The Razzie Award nominations were announced on Monday, the predecessor of the Oscar announcements Tuesday morning.

Not to take these mock awards as prestigious honours, but isn't it funny how in nearly every category and nearly every movie nominated is a film that falls under that ridiculous label of "chick flick"?

It's almost as if movies aimed at women are treated as oddities without significance and without the same clout as "regular" movies. You know, the real movies. Those real movies that are always good, without a doubt, because they star dudes and shit. Like Grown Ups. And Due Date. And It's Kind of a Funny Story. And Jonah Hex. The real Oscar contenders.

Because if a movie is aimed at women, it's got to be bad. Teenage girls read Twilight. What do they know? Who cares if it is perhaps the singular mainstream franchise that is aimed at/for teenage girls that does not involve Justin Bieber, and therefore, no matter how bad the source material is (see Reasoning With Vampires or Cleolinda for this) the passionate and financial endorsement of this series may be in part due to the fact that there is nothing else available.

If you're given stale bread, while your male counterparts ages 13-29 are given a full-course buffet with varieties of filet mignon, French cheese and rosemary olive oil croissants, you're going to love that stale bread, damn it.

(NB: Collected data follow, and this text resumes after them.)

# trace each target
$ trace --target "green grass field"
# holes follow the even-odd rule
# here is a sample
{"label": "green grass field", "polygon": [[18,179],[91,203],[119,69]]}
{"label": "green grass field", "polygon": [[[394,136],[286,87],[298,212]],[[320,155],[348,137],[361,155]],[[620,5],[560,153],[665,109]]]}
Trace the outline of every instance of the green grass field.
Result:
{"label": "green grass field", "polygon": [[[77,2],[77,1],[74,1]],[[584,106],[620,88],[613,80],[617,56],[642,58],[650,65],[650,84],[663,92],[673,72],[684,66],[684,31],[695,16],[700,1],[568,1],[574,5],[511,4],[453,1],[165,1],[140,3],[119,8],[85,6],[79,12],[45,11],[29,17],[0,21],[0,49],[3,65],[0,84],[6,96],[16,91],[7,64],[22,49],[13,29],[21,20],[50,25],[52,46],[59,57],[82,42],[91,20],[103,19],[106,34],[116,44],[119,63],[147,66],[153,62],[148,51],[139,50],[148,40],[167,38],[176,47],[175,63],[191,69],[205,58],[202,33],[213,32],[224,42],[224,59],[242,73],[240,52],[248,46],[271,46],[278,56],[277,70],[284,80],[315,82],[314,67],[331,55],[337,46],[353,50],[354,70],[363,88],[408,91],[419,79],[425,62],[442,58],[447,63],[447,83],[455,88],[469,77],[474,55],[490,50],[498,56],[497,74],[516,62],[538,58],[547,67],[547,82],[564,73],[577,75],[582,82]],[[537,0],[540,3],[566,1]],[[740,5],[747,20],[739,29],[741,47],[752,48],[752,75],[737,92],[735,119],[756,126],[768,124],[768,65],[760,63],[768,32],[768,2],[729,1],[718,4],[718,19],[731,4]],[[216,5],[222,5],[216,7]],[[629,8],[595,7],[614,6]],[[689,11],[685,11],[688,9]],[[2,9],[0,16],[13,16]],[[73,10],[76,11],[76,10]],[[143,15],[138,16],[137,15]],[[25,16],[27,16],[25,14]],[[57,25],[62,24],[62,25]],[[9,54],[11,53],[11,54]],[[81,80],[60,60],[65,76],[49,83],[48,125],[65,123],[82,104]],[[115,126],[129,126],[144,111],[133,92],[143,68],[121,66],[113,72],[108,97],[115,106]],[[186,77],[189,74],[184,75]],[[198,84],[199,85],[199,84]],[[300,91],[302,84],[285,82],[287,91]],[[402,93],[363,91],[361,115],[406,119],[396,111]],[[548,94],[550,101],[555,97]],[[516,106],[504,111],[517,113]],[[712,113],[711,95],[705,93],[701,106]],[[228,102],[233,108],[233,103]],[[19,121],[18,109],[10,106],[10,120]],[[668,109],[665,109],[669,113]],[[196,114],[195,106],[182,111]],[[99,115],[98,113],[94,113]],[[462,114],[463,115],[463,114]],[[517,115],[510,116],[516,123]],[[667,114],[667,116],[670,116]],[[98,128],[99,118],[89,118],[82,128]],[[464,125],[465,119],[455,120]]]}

That stale bread is yours and yours alone. Sure, sure, you'll try to steal a bite or two, maybe even enjoy a glass of wine from the table labeled Die Hard but you know it wasn't made for you.

Hate chick flicks? Hate Twilight? Hate Sex and the City and Katherine Heigl?

Then demand wine and meat and brie cheeses. Demand something other than stale bread. And if you are one of those who believes that all chick flicks suck, no matter what, consider the source and count yourself lucky. Because you must be one of those who already ate from the buffet table.